Dire che sono d’accordo con queste osservazioni è banale. La questione, infatti, più che sul problema, risiede sul come deve essere affrontato. Nei due anni immediatamente successivi alla disastrosa alluvione del novembre ’94, ignorando completamente la mia (provocatoria) proposta di ripristinare il servizio tramviario,[4] l’Amministrazione comunale, guidata dall’allora sindaca Francesca Calvo, ha approvato un Piano del Traffico costruito sull’ipotesi di “portare le auto in centro”. Da allora molte cose sono cambiate, fermo restando che una parte significativa delle opere per la messa in sicurezza della città dalle esondazioni dei fiumi deve ancora essere effettuata,[5] e che una parte consistente della città è inclusa nella cosiddetta Fascia C del Piano Stralcio delle Fasce Fluviali, quella che comprende le aree a rischio di inondazione nel caso di un evento catastrofico. [6]

Avendo ormai accantonato da tempo la realizzazione di “Quel desiderio chiamato tram”, per tornare alla questione di come ridurre la presenza delle auto all’interno del centro storico, e per concludere questa mia riflessione su “Alessandria. Come ti avrei voluto”, faccio presente che in molte città italiane è stato adottato un sistema al tempo stesso semplice e remunerativo per le casse comunali: esso consiste nell’istallazione nelle vie di accesso al centro storico di un sistema di telecamere, atto a fare in modo che coloro che intendono accedere all’interno dell’area delimitata dagli Spalti corrispondano un tributo all’Amministrazione Comunale. Oltre a ridurre il numero delle auto all’interno del centro storico, un provvedimento di questo tipo servirebbe a migliorare la qualità dell’aria e a realizzare il desiderio dell’architetto Armanda Tasso di “regalare intere piazze sicure ai cittadini”.

Alessandria, 18 febbraio 2024

di Bruno Soro

  1. Sul contenuto di questo libello mi sono già espresso in una nota, “Eco il barbaro”, pubblicata nel 2016 sul sito della rivista on line di Città Futura.
  2. A questo video, Antonella Mariotti ha dedicato un interessante articolo, apparso su La Stampa del 21 settembre scorso, dal quale ho rubato due incisi riportati nel testo.

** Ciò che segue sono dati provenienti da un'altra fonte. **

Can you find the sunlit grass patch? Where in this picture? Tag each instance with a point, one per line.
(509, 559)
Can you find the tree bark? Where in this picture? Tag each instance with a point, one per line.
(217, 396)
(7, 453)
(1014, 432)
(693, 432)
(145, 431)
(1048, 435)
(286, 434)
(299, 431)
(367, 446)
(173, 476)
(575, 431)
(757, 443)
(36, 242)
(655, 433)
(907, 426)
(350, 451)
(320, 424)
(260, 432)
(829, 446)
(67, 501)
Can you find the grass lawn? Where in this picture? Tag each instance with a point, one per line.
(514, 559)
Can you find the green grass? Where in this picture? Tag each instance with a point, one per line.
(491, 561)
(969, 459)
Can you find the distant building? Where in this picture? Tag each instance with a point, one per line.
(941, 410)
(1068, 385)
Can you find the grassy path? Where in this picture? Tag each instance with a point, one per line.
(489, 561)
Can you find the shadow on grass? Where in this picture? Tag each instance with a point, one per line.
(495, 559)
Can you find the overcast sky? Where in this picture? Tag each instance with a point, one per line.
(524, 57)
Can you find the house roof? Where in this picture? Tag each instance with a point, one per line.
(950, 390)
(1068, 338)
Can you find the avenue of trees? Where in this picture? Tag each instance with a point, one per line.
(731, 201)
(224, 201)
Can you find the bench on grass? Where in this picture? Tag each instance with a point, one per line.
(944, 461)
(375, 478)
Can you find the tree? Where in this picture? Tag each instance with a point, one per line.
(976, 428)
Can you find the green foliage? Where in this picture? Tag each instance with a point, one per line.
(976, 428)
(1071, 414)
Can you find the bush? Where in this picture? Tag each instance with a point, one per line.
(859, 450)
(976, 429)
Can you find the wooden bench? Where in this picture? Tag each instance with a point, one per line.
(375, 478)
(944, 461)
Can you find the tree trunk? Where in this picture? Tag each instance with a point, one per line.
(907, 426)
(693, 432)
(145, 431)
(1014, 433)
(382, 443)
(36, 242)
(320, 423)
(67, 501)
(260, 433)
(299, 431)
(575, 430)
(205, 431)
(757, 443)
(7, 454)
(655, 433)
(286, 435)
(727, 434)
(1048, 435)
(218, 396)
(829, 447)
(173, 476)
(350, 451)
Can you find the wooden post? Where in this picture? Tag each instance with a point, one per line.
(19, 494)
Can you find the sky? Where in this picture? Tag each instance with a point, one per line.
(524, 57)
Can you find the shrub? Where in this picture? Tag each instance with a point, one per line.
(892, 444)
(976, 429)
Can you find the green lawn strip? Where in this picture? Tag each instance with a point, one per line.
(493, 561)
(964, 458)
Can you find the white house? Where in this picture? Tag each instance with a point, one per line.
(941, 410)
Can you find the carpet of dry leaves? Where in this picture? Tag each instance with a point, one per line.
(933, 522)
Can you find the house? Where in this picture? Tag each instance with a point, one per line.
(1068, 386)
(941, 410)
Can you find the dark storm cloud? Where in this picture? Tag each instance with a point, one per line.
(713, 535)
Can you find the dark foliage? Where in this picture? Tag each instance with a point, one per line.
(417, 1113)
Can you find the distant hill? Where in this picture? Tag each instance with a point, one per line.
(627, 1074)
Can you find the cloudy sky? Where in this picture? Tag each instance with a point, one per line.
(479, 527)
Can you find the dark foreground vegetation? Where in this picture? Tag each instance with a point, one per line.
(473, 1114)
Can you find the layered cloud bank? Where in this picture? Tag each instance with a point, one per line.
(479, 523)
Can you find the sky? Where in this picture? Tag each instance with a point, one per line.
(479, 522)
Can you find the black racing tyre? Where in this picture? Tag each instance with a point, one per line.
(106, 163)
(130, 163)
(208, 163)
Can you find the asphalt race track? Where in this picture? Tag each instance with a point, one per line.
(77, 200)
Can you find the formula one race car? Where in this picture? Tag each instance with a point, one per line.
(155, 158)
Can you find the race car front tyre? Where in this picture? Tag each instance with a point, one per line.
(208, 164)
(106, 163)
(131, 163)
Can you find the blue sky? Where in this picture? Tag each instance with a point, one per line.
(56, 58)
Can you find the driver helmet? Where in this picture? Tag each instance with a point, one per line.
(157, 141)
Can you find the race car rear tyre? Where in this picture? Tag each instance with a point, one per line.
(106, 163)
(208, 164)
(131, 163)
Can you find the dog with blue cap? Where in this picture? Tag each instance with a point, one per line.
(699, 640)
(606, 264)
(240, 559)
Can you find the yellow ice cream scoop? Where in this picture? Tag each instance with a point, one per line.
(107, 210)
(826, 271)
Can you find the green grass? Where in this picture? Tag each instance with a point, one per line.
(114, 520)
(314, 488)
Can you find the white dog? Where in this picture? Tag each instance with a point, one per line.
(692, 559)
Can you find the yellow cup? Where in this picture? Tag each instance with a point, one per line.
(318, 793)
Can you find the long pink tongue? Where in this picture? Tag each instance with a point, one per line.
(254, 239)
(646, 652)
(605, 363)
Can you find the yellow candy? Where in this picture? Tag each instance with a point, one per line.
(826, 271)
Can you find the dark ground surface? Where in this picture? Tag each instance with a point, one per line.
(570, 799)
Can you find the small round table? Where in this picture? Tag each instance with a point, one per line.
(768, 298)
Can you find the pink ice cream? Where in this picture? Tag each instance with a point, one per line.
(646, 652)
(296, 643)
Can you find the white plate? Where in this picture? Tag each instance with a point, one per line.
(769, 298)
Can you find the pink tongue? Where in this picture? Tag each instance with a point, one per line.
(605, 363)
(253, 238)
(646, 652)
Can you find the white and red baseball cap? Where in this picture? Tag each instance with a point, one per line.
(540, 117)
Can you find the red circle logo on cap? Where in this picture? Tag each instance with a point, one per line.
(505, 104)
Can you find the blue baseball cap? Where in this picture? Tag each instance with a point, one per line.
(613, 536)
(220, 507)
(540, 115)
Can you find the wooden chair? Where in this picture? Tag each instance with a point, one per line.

In questo video, ideato e arricchito dalle immagini di Fabio Decorato, sono immortalati “Quattro minuti di intensa emozione, un’emozione che gli alessandrini dovrebbero provare almeno una volta guardando i luoghi belli e quelli abbandonati, a volte bagnati di fiume e di solitudine, che girano intorno a tutti”.
  3. Tra le altre questioni sollevate nell’intervista all’architetto Armanda Tasso in merito ai “grandi spazi vuoti, e sonnolenti”, sottolineati in epigrafe da Umberto Eco, andrebbero citati alcuni casi ben noti, come il Tinaio degli Umiliati, la Cittadella e la Caserma Valfré, messi in evidenza in alcune altre interviste rilasciate da cittadini altrettanto illustri.
  4. Pubblicato originariamente su “La Città”, anno III, sul numero 2 del febbraio 1996, con il titolo “Quel desiderio chiamato tram”, questo articolo è stato integralmente riprodotto nel mio «Aria al veleno e “Quel desiderio chiamato tram”», pubblicato nel febbraio 2018 sul sito on line della rivista Città Futura.
  5. Un elenco dettagliato delle opere per la messa in sicurezza di Alessandria dalle esondazioni dei fiumi, redatto da uno dei tecnici dell’ex-Gruppo di Lavoro, gentilmente fornitomi dalla dottoressa Gianna Calcagno, è disponibile all’interno del mio articolo «La sicurezza dalle inondazioni nello Scenario a rischio “Basso”», pubblicato il 12 gennaio 2023 sul sito on line della rivista Città Futura.
  6. Adottato con deliberazione del Comitato Istituzionale n. 26 in data 11 dicembre 1997, il Piano Stralcio delle Fasce Fluviali è stato approvato con Decreto del Presidente del Consiglio dei Ministri del 24 luglio 1998.

1 Commento

  1. Complimenti. Hai centrato le questioni più importanti e citato protagonisti di rilievo di questi ultimi 40 anni. “Città” compresa. Sostanzialmente il gruppo che comincio’ a muoversi dopo il fallimento dell’ opaco e contraddittorio socialismo alessandrino (con la crisi di inizio anni Novanta come massima acme) rivive nelle tue parole.